Residents repair the ceiling of a flat damaged in shelling between Ukrainian troops and pro-Russia forces in the eastern Ukrainian city of Horlivka in the Donetsk region on June 11, 2015. © AFP

A senior official of the Organization for Security and Cooperation in Europe (OSCE) has warned of intensifying skirmishes in eastern Ukraine despite a truce, even in areas where there had been little violence in the past.

"It is an escalation," said OSCE’s Deputy Chief Monitor Alexander Hug on Friday as quoted in a DPA report. "We have seen an increase in numbers of hotspots," he further added during a visit to the OSCE headquarters in Vienna.

"There are clear indications that there is a backward trend at the moment," Hug emphasized, noting that not only the number of areas where fighting is reported are multiplying, they are all taking place in towns and cities, thus leading to the growing number of civilian casualties.

The Saturday report also cites Hug as stating that amid the flare-up of violence in recent weeks, the OSCE monitors, who have been tasked with observing the Minsk ceasefire accord and facilitating further dialogue between the warring parties, have seen both the Ukrainian army as well as the pro-Russia forces building trenches, fortifying their frontlines and increasing the number of mine fields.

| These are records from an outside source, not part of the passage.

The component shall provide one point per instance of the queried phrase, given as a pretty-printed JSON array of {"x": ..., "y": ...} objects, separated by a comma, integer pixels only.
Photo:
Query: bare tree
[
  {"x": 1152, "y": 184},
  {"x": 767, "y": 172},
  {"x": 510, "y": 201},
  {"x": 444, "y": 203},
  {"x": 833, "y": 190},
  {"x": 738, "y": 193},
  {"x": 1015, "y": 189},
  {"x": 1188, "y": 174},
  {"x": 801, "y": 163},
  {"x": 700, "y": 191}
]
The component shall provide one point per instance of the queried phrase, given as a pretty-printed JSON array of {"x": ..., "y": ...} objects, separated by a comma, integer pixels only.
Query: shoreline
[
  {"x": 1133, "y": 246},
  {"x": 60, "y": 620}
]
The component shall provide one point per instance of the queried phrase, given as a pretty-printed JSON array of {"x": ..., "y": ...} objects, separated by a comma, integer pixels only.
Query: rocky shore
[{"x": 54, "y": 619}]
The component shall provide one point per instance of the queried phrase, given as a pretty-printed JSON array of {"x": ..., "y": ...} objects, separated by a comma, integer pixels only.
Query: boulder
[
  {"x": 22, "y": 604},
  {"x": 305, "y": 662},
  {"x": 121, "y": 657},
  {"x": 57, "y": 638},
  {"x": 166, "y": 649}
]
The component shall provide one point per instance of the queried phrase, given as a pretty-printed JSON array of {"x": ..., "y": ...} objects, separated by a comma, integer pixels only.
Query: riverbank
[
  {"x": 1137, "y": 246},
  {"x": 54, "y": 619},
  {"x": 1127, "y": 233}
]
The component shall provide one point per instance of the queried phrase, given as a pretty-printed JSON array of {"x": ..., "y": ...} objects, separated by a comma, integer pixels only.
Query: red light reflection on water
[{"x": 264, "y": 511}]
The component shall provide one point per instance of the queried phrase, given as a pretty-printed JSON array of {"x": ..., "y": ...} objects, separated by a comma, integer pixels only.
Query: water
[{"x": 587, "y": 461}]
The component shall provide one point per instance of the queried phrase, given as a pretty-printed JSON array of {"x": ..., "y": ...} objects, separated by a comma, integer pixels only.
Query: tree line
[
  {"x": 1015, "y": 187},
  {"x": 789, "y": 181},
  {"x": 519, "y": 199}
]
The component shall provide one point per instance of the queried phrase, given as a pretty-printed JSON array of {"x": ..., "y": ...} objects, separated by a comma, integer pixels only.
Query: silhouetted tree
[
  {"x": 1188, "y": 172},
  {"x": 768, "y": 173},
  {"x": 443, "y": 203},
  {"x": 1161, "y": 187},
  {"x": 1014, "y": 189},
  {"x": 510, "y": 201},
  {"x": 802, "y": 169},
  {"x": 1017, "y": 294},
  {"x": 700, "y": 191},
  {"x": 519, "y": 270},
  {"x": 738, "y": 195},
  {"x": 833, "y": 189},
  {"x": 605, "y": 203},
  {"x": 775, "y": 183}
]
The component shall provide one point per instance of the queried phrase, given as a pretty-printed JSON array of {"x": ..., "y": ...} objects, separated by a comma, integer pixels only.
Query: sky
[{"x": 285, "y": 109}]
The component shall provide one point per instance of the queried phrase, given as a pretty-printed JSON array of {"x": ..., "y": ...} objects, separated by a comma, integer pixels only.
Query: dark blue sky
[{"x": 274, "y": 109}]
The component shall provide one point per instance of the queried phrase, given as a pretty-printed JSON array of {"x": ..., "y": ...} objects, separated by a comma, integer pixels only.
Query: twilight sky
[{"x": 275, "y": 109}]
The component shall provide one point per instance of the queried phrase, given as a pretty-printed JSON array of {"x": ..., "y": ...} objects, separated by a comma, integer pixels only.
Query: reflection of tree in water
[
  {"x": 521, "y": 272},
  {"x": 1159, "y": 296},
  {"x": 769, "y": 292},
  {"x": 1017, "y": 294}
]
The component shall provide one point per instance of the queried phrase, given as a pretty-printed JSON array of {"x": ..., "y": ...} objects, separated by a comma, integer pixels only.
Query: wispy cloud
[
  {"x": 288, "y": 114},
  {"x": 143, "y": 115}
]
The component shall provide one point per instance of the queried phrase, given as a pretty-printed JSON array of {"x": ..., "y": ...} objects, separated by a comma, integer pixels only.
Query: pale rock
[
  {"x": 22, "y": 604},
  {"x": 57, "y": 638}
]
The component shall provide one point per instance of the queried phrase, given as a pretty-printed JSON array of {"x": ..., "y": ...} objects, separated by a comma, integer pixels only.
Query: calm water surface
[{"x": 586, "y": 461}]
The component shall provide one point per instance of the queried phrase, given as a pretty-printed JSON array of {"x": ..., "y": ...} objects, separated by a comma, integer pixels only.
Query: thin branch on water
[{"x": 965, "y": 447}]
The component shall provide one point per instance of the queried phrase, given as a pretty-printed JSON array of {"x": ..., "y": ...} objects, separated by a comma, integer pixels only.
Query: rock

Additionally, said Hug, the Ukrainian troops and the pro-independence fighters had violated the February truce deal by moving heavy weapons back to the conflict line and using them, rather than keeping their commitment to withdraw them.

Monitors of the OSCE Special Monitoring Mission to Ukraine speak to a Ukrainian serviceman in the village of Berdyanske, on the outskirts of the strategic port city of Mariupol, on April 15, 2015. © AFP 

 

Meanwhile, the escalation has led to a rise in the number of fatalities among civilians and military forces as well as the destruction of civilian infrastructure.

This is while the United Nations Children's Fund (UNICEF) also reported on Friday that at least 68 children had been killed and 180 more injured as a result of the persisting conflict in eastern Ukraine since March 2014.

"UNICEF expects the actual number of child casualties to be considerably higher than reported as many areas remain inaccessible due to the conflict," said UNICEF spokesman Christophe Boulierac in a press conference at the United Nations headquarters in Geneva.

Additionally, the UN body adds, the Ukrainian conflict has generated a humanitarian crisis that impacts over five million residents, including 1.7 million children.

More than 6,400 people have so far been killed in the conflict since April 2014, according to UN figures. It erupted when people in Ukraine’s Black Sea peninsula of Crimea voted for rejoining Russia. The violence intensified in April 2014, after Kiev deployed troops to the eastern Ukrainian regions of Luhansk and Donetsk to suppress pro-Russians.